Replying in the DE thread since this is about AoE3. @tomchick

Like I said, they are getting ever bolder, ever more colorful with new content. It’s for you to judge whether that’s a good burst of creativity, or wasting ideas enough for five civs on one.

Swedes & Incas are kinda obvious: an aggressive civ with a house that auto-gathers for AoE3 veterans, a defensive civ for hypothetical AoE2 converts. The US just gets loads of new stuff, like immigrant cards in place of settler cards that let you mix-n-match other civs’ abilities, two cards as each age-up bonus, decoy Quaker Guns.

Then the African update is like a full expansion, adding over a dozen maps, some very powerful minor civ allies (which the two playable African civs can choose to ally with as age-up bonuses). African Livestock Markets make you keep cattle for their unique Influence resource (for hiring natives and mercenaries), or sell them for wood and money. Ethiopians are infantry-heavy and has the biggest mortar, while Hausa fields armored knights. Hausa Universities gain XP trickles from proximity to certain other buildings, and train Griots - bards who can switch between buffing units, buildings and debuffing enemies.

They have also added the Empire Wars mode to good effect, a sped-up game where you are constantly getting more resources. (The new maps & modes are free updates.)

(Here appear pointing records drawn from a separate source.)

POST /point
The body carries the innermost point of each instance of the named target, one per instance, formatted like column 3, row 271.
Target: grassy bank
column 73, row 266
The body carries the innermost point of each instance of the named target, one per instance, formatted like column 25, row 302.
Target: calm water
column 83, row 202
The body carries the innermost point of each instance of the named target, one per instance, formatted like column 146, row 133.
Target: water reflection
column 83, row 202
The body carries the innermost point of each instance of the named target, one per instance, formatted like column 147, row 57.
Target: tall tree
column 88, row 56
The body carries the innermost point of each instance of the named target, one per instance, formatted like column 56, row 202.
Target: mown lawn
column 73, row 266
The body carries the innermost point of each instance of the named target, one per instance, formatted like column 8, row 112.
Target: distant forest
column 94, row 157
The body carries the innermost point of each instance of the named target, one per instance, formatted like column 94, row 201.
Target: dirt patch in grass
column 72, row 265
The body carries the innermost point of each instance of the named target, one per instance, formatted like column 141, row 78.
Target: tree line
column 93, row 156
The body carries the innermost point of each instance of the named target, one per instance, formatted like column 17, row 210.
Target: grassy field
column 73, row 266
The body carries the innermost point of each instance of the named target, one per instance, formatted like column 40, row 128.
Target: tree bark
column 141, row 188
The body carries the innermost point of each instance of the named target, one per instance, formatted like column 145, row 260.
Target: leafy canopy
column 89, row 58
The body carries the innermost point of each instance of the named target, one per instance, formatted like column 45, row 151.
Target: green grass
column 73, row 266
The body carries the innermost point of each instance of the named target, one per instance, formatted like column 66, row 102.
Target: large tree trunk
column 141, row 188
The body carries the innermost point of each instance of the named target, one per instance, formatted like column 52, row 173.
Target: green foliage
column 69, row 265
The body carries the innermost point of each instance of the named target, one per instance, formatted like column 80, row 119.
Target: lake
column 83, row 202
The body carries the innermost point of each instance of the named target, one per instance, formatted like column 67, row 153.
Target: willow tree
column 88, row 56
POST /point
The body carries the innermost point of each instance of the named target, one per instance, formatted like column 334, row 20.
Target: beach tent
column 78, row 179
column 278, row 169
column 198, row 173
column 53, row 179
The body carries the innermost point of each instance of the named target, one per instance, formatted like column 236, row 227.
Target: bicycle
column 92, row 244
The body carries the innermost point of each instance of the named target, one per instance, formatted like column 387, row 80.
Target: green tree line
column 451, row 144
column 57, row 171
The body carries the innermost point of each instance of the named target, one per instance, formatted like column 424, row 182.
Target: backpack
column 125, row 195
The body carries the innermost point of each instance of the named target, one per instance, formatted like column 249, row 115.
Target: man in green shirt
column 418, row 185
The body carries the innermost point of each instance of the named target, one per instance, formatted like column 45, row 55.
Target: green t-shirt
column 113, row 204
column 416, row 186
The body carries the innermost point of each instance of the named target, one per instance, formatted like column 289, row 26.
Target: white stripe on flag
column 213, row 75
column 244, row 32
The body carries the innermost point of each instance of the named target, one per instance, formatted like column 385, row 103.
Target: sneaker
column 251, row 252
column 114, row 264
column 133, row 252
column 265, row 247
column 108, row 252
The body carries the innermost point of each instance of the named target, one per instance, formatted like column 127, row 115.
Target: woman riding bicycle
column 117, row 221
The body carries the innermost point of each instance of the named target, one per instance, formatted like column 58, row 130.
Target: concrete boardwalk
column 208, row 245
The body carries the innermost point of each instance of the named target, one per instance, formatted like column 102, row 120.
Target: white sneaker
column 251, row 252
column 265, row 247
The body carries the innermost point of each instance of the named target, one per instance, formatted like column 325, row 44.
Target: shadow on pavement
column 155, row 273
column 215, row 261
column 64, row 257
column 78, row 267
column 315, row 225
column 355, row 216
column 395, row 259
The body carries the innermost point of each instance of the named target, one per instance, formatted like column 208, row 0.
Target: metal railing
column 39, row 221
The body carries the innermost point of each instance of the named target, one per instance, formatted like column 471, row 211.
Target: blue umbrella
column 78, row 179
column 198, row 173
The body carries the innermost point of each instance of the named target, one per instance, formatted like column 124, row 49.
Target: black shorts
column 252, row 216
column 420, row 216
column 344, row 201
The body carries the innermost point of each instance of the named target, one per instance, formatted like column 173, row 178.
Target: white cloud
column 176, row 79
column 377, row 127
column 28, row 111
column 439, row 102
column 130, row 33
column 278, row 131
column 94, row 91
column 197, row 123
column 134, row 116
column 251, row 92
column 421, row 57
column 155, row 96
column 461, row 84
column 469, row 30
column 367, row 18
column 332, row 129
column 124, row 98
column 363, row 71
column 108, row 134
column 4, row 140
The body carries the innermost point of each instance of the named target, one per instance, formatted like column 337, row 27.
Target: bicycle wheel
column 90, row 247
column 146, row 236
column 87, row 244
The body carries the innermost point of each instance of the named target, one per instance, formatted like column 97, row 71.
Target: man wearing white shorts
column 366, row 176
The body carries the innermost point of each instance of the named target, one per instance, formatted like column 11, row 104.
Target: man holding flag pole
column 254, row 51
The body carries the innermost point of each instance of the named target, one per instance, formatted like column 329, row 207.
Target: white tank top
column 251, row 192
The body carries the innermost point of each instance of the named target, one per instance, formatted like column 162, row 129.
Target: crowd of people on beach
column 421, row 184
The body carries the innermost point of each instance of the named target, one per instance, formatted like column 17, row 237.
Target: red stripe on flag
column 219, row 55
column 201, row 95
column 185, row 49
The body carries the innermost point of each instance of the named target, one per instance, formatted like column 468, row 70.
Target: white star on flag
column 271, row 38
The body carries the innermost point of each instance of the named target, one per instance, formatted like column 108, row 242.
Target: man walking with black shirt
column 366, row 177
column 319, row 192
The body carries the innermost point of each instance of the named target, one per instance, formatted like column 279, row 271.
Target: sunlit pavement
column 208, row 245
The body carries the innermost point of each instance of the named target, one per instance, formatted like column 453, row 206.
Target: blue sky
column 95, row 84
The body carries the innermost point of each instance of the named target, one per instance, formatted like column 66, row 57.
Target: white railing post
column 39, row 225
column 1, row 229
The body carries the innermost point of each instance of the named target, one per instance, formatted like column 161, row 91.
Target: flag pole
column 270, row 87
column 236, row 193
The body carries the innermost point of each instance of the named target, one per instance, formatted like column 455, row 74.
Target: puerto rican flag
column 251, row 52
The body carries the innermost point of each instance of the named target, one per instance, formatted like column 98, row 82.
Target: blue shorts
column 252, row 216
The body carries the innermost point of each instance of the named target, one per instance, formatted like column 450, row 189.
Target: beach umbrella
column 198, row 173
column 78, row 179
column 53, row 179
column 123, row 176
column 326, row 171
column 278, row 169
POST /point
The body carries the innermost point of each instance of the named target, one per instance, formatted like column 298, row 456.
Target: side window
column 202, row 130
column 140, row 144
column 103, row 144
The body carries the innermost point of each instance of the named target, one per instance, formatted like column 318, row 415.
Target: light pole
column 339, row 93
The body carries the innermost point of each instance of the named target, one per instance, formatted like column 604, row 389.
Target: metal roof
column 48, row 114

This month’s Mexico boasts two unique revolution options for each age starting from age3, and allows you to return to Mexico after a revolution, which means seven options for each age. They even have a special Maya revolution exclusive to the Yucatan revolution in age4. The civ is extremely versatile in age-up options and two different heroes (a general & a healer), but less flexible in its unit roster such as dirt-cheap peasants armed with hoes and pickaxes, expensive strong musketeers, and Hacienda which is a combined econ building that can raise & butcher livestock on full-auto with a card.

To be fair, AoE3 was trading in the human wave stereotype of 20th century. The AoE4 bad-ass version is closer to history - for the majority of the gunpowder period, Russian soldiers were known for their toughness.